Crossing her arms, her mother scowled. “You shouldn’t knock the fire that comes from success and stability.”

Angela ignored her mother. “ Fire . Passion. Romance. I didn’t even realize that existed.” A blush heated her cheeks. “But now I do, and I would never go back.”

Her mother stopped pacing, and her eyes narrowed. She scrutinized Angela like a political opponent about to be dressed down. “The man who was sitting in here—”

“Sawyer. You know his name.”

“Sawyer. He’s the same one from our meeting in Abu Dhabi?”

“You already know that also.” Could her mother see that Sawyer set Angela’s world on fire? “We work together—you should thank him. He’s the reason the attempts on my life have failed.”

Her mother dropped into the chair by the top of Angela’s bed. “I should thank him.”

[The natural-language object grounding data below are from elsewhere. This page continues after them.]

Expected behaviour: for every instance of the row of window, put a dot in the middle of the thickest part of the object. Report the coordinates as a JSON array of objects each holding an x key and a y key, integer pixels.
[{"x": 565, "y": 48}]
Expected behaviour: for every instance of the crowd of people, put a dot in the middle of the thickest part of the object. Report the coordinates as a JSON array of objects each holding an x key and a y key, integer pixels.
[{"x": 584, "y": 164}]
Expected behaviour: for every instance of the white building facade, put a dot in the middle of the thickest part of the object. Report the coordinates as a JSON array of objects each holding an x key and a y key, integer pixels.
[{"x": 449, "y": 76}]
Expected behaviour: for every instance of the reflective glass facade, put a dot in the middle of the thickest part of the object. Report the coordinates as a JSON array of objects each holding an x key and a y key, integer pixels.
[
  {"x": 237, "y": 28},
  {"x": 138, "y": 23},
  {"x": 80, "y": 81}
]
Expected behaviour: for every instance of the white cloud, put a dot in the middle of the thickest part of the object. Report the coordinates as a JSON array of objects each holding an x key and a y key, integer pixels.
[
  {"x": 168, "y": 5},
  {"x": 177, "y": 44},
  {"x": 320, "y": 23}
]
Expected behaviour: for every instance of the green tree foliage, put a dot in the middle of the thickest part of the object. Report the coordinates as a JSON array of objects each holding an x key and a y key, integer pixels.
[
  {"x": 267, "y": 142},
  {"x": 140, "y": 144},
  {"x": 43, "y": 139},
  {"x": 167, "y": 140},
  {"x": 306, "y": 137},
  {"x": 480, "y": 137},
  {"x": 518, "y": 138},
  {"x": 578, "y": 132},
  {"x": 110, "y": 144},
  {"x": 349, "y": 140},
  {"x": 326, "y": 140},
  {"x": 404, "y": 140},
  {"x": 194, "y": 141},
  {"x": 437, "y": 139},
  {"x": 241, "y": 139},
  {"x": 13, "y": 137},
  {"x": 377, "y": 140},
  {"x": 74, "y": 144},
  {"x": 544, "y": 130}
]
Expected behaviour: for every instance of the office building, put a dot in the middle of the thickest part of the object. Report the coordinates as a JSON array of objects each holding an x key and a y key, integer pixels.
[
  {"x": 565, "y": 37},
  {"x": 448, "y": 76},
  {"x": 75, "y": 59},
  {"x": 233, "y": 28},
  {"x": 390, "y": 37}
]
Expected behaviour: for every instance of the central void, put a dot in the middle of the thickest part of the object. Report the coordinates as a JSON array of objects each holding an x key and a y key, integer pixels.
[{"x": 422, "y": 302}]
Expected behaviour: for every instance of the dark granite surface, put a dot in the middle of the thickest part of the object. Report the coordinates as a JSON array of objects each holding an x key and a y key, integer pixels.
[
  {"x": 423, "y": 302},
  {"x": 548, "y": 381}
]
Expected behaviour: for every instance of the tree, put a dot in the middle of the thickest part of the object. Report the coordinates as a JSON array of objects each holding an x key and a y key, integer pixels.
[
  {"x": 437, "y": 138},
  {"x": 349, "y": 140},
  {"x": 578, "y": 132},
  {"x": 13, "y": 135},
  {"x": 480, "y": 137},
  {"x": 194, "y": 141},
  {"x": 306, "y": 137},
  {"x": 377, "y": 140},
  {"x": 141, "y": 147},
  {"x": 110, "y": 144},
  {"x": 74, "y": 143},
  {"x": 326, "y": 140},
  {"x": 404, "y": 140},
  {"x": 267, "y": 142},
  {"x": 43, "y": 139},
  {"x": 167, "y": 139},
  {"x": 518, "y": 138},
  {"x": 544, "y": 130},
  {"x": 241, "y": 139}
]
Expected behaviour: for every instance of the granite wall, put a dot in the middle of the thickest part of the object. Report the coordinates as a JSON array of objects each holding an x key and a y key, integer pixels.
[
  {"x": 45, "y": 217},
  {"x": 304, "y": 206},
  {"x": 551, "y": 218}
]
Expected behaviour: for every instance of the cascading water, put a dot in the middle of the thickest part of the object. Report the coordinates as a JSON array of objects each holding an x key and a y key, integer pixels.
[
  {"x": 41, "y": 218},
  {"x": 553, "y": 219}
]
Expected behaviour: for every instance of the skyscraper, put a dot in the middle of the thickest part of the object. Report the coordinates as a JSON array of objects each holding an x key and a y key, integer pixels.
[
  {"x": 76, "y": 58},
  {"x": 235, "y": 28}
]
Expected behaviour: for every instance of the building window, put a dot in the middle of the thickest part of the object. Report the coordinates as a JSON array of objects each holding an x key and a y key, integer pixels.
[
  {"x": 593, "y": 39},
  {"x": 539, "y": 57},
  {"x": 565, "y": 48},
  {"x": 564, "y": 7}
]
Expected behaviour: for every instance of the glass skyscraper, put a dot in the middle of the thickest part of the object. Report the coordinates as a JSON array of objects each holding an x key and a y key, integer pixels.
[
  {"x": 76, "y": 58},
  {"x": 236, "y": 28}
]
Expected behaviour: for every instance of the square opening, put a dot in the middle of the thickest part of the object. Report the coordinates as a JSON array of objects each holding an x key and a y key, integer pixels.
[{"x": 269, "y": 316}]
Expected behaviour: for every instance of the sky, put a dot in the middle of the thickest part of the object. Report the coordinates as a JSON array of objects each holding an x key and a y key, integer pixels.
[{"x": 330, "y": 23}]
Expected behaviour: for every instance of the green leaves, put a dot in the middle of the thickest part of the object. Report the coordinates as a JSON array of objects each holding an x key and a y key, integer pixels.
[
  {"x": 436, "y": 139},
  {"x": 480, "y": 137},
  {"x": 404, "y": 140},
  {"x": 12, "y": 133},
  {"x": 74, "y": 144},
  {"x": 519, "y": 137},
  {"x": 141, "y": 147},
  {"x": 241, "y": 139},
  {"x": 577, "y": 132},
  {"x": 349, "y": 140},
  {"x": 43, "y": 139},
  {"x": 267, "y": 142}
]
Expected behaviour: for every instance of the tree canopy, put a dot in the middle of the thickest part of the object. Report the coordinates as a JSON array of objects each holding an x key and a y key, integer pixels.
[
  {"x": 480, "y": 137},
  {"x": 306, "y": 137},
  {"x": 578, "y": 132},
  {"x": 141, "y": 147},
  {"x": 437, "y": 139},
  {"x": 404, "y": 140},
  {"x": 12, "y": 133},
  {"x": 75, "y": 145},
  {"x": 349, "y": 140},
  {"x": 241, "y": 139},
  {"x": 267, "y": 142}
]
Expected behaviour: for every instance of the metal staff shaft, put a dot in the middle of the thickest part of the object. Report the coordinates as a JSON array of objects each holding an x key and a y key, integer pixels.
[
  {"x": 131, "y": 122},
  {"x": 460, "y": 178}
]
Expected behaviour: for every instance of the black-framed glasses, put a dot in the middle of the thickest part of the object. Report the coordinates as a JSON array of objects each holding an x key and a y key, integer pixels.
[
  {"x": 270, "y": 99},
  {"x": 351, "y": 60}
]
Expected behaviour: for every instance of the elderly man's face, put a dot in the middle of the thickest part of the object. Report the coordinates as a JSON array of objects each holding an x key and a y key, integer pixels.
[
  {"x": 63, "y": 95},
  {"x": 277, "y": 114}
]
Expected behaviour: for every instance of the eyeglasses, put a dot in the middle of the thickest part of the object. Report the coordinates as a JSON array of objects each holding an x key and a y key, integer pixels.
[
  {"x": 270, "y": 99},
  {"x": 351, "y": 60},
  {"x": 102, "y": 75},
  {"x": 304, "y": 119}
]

“He’s important to me,” Angela admitted. “And he’s never come at me with an agenda.”

Her mother crossed her legs, uncharacteristically fidgeting, and then relented. “Like I do…?”

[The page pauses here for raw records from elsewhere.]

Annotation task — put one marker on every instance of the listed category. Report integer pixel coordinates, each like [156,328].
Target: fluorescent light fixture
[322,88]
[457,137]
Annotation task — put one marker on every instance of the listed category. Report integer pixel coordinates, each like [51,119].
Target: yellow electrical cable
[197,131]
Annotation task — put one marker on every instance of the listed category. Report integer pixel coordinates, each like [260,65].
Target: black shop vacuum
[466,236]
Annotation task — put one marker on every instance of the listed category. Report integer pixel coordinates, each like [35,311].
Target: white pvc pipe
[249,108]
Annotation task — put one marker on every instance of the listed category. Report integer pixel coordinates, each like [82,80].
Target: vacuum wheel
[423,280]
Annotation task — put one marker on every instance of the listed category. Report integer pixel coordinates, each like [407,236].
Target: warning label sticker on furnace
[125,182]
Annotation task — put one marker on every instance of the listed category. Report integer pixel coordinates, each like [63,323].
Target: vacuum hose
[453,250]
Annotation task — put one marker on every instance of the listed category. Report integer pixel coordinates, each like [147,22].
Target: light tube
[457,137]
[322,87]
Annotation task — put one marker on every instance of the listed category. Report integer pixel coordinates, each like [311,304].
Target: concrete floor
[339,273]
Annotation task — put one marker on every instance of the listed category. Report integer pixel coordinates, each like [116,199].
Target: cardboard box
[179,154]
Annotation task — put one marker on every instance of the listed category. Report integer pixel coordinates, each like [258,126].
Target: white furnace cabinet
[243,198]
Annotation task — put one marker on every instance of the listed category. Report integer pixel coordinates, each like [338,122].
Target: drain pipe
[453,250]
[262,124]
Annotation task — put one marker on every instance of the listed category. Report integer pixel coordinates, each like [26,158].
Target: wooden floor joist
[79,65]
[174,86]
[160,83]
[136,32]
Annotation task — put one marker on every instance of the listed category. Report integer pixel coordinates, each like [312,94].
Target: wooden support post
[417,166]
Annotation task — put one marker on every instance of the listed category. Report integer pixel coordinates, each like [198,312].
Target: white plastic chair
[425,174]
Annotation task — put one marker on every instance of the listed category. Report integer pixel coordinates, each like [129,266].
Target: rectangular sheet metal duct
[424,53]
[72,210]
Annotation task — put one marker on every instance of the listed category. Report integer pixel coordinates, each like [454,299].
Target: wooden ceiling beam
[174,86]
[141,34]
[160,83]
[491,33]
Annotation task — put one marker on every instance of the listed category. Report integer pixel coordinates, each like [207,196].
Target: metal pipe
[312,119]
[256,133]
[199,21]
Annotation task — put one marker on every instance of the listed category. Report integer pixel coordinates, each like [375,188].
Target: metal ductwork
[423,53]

“Yeah. You’ve had some doozies.”

For once, her mother seemed to think long and hard before she spoke. “If I promise to drop the Paul conversation, would you mind if I stayed and sat with you for a few minutes?”

There was her mother. The person Angela had run to from Pham’s captivity. “That’d be nice.”

Somewhere out there, pigs were flying on a cold day in hell. Her mother didn’t pull out her cell phone or lobby her agenda. She sat there, a mother with her daughter.